For Bhavishya and Shipra Sharma, residents of Eldeco Mansion on Sohna Road, hiring a domestic help last month without verification turned out to be the biggest mistake of their life.
Within four days, the accused — Pooja and her accomplice Devi Lal — kidnapped the couple’s four-year-old son after assaulting Shipra brutally. The duo, who decamped with jewellery and other valuables in the couple’s car, demanded Rs 5 lakh ransom for the child’s release. Thankfully, the police were able to catch the culprits within two hours from Palwal district.
Rising cases of theft, robbery and abduction by domestic helps in the city have raised serious questions on the safety of residents, particularly children, who often spend most of the day alone with domestic helps.
Gurgaon has a floating population of more than five lakh maids, domestic helps, drivers, gardeners, carpenters, masons and industrial and construction workers.
With rapid urbanisation, influx of white-collar professionals and rising number of working couples, the demand for domestic helps is further increasing.

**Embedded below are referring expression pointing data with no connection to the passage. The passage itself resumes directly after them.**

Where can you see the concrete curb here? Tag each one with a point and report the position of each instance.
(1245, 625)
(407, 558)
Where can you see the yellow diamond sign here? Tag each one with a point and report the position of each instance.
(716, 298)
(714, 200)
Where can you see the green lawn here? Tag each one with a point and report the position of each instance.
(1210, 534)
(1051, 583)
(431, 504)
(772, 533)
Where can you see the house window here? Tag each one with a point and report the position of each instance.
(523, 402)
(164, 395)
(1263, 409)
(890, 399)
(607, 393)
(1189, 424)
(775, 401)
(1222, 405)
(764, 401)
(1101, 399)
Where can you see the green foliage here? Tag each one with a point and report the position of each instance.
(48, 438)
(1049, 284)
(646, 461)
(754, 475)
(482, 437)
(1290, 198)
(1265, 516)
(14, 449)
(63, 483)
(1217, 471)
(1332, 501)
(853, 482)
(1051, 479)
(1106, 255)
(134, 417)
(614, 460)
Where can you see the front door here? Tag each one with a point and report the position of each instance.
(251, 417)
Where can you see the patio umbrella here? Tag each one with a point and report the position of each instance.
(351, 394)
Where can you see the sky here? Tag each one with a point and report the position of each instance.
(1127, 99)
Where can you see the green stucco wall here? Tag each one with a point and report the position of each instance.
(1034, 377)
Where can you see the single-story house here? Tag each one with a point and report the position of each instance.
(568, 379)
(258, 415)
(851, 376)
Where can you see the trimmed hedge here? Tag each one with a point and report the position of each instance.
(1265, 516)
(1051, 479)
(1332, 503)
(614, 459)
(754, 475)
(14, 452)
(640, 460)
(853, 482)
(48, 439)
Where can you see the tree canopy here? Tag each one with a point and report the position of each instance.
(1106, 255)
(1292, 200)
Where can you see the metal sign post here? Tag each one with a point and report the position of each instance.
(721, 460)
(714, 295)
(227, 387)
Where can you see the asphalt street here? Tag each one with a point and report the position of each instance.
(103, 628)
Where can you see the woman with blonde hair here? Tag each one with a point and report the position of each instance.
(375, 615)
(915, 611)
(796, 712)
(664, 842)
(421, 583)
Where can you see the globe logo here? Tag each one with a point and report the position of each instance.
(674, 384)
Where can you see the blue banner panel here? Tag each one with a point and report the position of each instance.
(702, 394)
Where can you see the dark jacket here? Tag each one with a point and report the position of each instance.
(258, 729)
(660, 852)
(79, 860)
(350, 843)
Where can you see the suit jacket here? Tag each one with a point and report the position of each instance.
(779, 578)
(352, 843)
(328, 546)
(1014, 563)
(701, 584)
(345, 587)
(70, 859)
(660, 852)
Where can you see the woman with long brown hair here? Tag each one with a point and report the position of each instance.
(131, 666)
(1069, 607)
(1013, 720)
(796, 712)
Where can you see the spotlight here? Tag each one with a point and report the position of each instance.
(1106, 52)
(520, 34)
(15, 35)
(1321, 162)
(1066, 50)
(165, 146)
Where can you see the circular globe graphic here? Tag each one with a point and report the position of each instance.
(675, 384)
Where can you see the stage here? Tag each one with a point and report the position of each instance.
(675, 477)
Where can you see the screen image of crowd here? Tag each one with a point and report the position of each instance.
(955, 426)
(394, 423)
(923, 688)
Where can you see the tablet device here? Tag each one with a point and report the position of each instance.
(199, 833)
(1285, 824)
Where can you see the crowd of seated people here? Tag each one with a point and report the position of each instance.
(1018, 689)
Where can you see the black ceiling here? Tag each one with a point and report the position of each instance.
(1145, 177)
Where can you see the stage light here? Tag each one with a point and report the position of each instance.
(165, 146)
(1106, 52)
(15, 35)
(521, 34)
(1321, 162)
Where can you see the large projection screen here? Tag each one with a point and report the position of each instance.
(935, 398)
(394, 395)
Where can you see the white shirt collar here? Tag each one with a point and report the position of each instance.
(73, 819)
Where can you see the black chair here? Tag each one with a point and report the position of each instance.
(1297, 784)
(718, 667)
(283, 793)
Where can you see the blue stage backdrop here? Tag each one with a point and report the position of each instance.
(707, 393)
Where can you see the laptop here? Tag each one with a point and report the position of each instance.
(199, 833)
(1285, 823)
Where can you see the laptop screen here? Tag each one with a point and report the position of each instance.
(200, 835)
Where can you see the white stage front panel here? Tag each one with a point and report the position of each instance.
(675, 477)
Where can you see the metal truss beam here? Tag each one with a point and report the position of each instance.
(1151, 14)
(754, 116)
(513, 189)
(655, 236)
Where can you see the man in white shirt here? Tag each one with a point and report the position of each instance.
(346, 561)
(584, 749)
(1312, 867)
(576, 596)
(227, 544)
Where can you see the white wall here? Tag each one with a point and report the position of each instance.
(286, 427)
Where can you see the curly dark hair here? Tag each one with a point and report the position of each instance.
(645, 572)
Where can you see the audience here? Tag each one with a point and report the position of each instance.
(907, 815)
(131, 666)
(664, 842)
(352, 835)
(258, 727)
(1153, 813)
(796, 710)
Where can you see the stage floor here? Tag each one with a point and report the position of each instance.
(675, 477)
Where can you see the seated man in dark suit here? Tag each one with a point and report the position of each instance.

While the police are often blamed for the rising crime rate, in such cases it is often the employers who fail to take security adequate measures and get a police verification done.
“People rarely come to police stations to get a verification done for their helps,” says Maheshwar Dayal, Gurgaon joint commissioner of police.
Rakesh Bansal, superintendent of police of Gumla district in Jharkhand from where a substantial number of helps come to work in Gurgaon, confirms Dayal’s version. “We rarely get verification requests of helps from our counterparts in NCR unless it’s for address verification of a person from the region who has got a government job,” says Bansal. The Gumla police have constituted an anti-human trafficking unit to curb the practice.
Men and women from economically backward regions of the country are often lured with the promise of a better life or many a time trafficked to parts of the National Capital Region and made to work as helps in homes.
Bansal added, “Our counterparts in Delhi-NCR keep alerting us about crimes so that we can help them track culprits if they return to their native places. Most of the time, no proper police verification is conducted before helps are hired.”
According to a rough estimate, more than 200 placement agencies based out of South Delhi and Gurgaon supply domestic helps in the Millennium City.
Several of these agencies fail to get verifications conducted as hundreds of youths from across the country are trafficked here.
Ashwani Narula, president of Gurgaon-based firm Hamari Suraksha that maintains a database of verified helps and works with the police to facilitate verification, said they are receiving several requests lately. “It is in the interest of both the employers as well the employees to get a verification done. While it gives the employers a sense of security, it ensures that verified helps get better jobs. As they are considered to be more reliable, they are paid better.”